Slowly but surely the flat, red spoiler
that’s been jigging, thumping and weaving ahead of me disappears into the
distance. A long straight is enough to finish the job started in the many
braking zones on the A4061 and continued as each corner opened out and the
flat-sixes could zing around to the limiter in second and third. I’m in the
original 996 GT3 – in Speed Yellow, of course; the red spoiler belongs to its
replacement, and this road has shown that the evolution of the GT3 Gen 2 are
long gone, and it’s the newer, 3.8-liter version that’s opened the biggest gap
of all despite a damp surface and barely treaded Michelin Cup+ tires. It’s
probably in another country by now.
The
GT3 has never just been about outright power and grip
So that’s it, then? The GT3 gets fitter,
faster and better with every evolution and we might as well as all go home,
tear down our 997 posters (just me? Oh) and wait for the next game-changer, the
991 version? Not quite. The GT3 has never just been about outright power and
grip. The joy of this stripped-back 911 is that it mixes purity of purpose with
subtlety of feel, chases lap times but never at the expense of driver
involvement, and that it rewards at walking pace even though it’s developed to
be driven flat-out for hours on end without so much as a flicker of its oil temperature
gauge.
So today we’re going to explore each and
every generation of GT3, to understand which one delivers the purest hit of
that ever more speed has already started to erode the enjoyment for the person
sat behind the steering wheel. At a time when the GT3 stares into a new future
with PDK, rear-wheel steering (of the electronic kind, not the tires-on-fire
version beloved of this parish) and the dreaded EPAS, that latter point could
be telling. Has the GT3 been gradually heading away from its roots since year
zero or just focusing in more tightly? Should we be worried or encourage by the
evolutionary process in the cold light of a British ‘spring’ day? There’s only
one way to find out.
The
996 GT3 was launched in 1999
The 996 GT3 was launched in 1999, and when you first fall down into its distinctive winged seats it
feels every single one of its 14 years. Forget that the 996 interior in general
is a little bit crummy – in the context of a car that listed a roll-cage
amongst its options, that seems wholly irrelevant – it’s the scale of the
original GT3 that is almost shocking. It’s tiny. The screen is upright, the
door trims are thin, the side glass almost seems to press against your right
cheek, while your other cheeks skim the road surface. The narrowness,
particularly, really gives the 996 the feel of a classic car. So you twist the
small, convenient old-fashioned key in the ignition barrel and the 3.6-liter
flat-six start with an initial burst of energy and then clatters and rattles at
a grumpy idle. It’s nothing like as loud as the later GT3s with their trick
exhaust valves open but I love the unreconstructed trebly thrashing.

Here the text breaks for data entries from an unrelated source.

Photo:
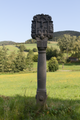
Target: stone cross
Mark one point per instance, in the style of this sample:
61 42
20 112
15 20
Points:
42 30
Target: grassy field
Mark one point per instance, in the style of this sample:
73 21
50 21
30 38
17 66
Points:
17 100
12 48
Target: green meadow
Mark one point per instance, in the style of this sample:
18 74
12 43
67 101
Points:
17 96
18 91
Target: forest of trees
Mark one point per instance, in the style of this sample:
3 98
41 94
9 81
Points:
69 46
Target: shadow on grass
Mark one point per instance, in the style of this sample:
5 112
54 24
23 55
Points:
25 108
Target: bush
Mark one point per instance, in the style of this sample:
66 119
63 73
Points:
53 64
35 58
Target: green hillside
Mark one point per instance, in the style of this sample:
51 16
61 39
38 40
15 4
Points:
60 34
6 43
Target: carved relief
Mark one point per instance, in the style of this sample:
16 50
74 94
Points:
42 27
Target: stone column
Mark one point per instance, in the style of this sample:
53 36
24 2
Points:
42 30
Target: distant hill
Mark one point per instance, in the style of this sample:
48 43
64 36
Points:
60 34
56 36
6 43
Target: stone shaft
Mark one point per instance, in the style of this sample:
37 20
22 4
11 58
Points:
41 74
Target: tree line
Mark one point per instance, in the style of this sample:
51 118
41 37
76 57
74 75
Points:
68 46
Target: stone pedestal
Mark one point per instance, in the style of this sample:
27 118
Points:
42 30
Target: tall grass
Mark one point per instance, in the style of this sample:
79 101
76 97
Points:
17 100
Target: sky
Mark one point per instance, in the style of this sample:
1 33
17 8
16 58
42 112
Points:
16 17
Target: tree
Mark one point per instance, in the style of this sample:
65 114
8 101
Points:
66 44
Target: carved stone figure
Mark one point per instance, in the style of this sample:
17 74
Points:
42 30
42 27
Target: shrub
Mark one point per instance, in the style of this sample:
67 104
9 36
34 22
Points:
53 64
35 58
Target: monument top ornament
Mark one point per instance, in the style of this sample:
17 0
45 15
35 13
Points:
42 27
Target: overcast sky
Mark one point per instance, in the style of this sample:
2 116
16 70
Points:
16 16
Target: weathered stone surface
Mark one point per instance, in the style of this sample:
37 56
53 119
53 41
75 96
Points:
42 26
42 30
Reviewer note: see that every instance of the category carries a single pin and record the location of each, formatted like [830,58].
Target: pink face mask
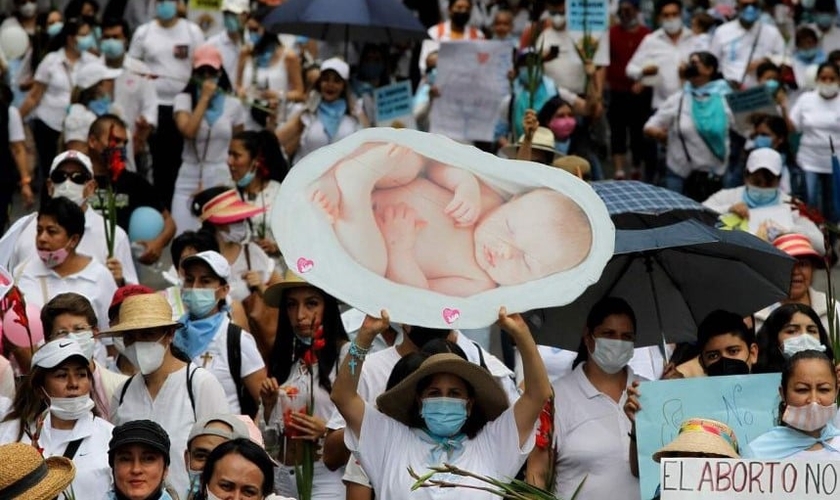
[562,127]
[53,258]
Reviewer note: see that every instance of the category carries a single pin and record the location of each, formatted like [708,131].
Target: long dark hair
[770,357]
[287,349]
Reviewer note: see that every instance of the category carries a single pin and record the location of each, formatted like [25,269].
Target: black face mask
[728,366]
[460,19]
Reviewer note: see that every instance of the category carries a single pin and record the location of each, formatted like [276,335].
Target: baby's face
[532,236]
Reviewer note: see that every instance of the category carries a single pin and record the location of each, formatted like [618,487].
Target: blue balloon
[145,224]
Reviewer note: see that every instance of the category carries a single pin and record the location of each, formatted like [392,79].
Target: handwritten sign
[468,107]
[591,16]
[746,403]
[719,479]
[394,104]
[747,103]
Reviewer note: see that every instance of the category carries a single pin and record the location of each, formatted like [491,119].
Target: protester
[53,412]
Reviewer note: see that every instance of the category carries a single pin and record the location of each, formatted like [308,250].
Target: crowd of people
[239,379]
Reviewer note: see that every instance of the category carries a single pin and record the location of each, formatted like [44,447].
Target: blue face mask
[86,42]
[166,10]
[749,14]
[100,106]
[54,29]
[763,141]
[444,417]
[112,48]
[199,301]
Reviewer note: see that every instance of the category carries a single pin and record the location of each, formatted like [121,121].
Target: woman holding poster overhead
[806,414]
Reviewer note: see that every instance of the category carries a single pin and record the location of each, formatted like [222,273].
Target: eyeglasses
[60,176]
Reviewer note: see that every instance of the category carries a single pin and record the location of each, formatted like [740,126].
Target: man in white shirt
[744,43]
[71,176]
[166,44]
[657,61]
[230,41]
[134,91]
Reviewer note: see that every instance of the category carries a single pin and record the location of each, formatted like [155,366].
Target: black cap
[143,432]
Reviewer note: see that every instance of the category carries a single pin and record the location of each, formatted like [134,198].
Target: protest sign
[473,79]
[439,233]
[746,403]
[394,105]
[748,103]
[728,479]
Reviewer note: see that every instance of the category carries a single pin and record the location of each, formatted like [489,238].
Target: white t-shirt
[168,52]
[217,362]
[816,119]
[58,76]
[386,448]
[211,143]
[93,474]
[260,262]
[592,440]
[173,410]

With that noise tingling and pulsating
through the seat and because you sit so low, this GT3 certainly feels special
before it’s even turned a wheel. It gets better though and you know it will as
soon as you slot first and roll away with a little flare of revs. The gearbox
itself has a slightly loose action, almost like it’s not really connected to
anything mechanical. However, although the other controls share the box’s
surprising light weighting, they feel rigidly connected to the chassis and
immediately the car announces its rare precision. There’s not an ounce of play
or flab here. For the first few miles you’re in wonderment of the suppleness of
the damping and the minimal input and effort required to make the car respond
with exacting accuracy. From the outside the 996 GT3 looks so low and so tough,
you almost expect a combative driving experience. The reality is less taxing
but utterly enthralling: it feels light, alert and incredibly nimble.
The
gearbox itself has a slightly loose action, almost like it’s not really
connected to anything mechanical
In one sense the 996 does drive as it looks
– that narrowness is starkly evident by the way you can place it so easily on
the road but also because the sheer mechanical grip you expect isn’t really
there. There’s little under-steer, but the tail always seems to be skipping and
slipping and needs constant attention on these bumpy roads. In fast turns you
don’t really correct the car but the way it always takes on a little angle
really gets and keeps your attention. So it feels incredibly agile, perhaps
almost too flighty if you’re not used to 911s, but the way you quickly adapt to
its balance and learn to drive it right at the point where it is moving around
is a testament to the incredible feel that courses through the entire car. The
steering is just delicious, so good that it almost feels like sensory overload
at first, and the progression of the chassis, the way the front picks up and
the rears dig in on corner exit while the steering wheel jigs and fizzes in
your hands, is just so intuitive. Aside from being too easily deflected by
mid-corner bumps, the 996 GT3 just feels incredibly simple to drive.
There’s
little understeer, but the tail always seems to be skipping and slipping and
needs constant attention on these bumpy roads
It’s fast too. I won’t pretend that this
original car has the savagery that we’ll discover in the 997s, but the engine
is sweet, and beyond 5000rpm this tiny car flies across the ground and deep
into three figures with uncomfortable regularity. The combination of 360bhp at
7200rpm, 2731b ft at 5000rpm and 135kg remains pretty potent. And to think the new
GT3 will have 468bhp… Features ed Henry Catchpole has already forgotten that
the other GT3s exits: ‘I love the way it rides despite having its wheels tucked
up in its arches like a 4.0RS’, he begins. ‘I love the delicacy of the steering
and I love the organically folded rear wing. I think it might be perfect’. I
leave him stroking the, er, well let’s just say he needs some time alone.